Feinstaub: Elektroautos treiben Reifenabrieb

Durch höhere Gewichte und enorme Drehmomente wird der Reifenabbrieb mit der E-Mobilität nicht weniger - und damit auch der Eintrag von Mikroplastik in die Umwelt.

Obacht, Abrieb! Mit den gestiegenen Drehmomenten und Gewicht elektrifizierter Fahrzeuge könnte der Reifenabrieb noch stark zunehmen. BMW will ihn wenigstens "grüner" machen und setzt beim X5 PHEV jetzt auf Pirelli-Pneus aus Naturkautschuk. | Foto: BMW
Obacht, Abrieb! Mit den gestiegenen Drehmomenten und Gewicht elektrifizierter Fahrzeuge könnte der Reifenabrieb noch stark zunehmen. BMW will ihn wenigstens "grüner" machen und setzt beim X5 PHEV jetzt auf Pirelli-Pneus aus Naturkautschuk. | Foto: BMW
Johannes Reichel

Wie eine neue Studie des britischen Messinstituts Emissions Analytics nahelegt, könnte das Feinstaubaufkommen durch Reifenabbrieb im Zuge der Elektrifizierung der Fahrzeuge noch weiter ansteigen. Darüber berichtet die Süddeutsche Zeitung. Bei einer Untersuchung mit einer Mercedes C-Klasse, bereift mit Contisport 6-Pneus, lag die Feinstaubmenge mit Fahrer an Bord bei 76 Milligramm pro Kilometer, 15-fach höher als das Rußlimit aus dem Auspuff. Im beladenen Zustand mit 570 Kilo an Bord stieg die Feinstaubmenge sogar auf 194 Milligramm.
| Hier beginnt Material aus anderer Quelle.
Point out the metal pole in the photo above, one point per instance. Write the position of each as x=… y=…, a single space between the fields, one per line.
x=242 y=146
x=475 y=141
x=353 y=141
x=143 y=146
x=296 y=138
So könnten die noch weit schwereren E-Fahrzeuge auch einen noch höheren Feinstaubeintrag in die Umwelt verursachen. Dieser übersteige gemeinsam mit den Reifen, Bremsen und Aufwirbelungen nach Hochrechnungen der OECD ab 2035 die Feinstaubproduktion durch Verbrennungskraftmaschinen. Besondes hoch sei das Aufkommen, wenig überraschend, an Ampeln und Kreuzungen, wo stark gebremst und beschleunigt werde, sowie in Kurven so eine Untersuchung der TU Berlin.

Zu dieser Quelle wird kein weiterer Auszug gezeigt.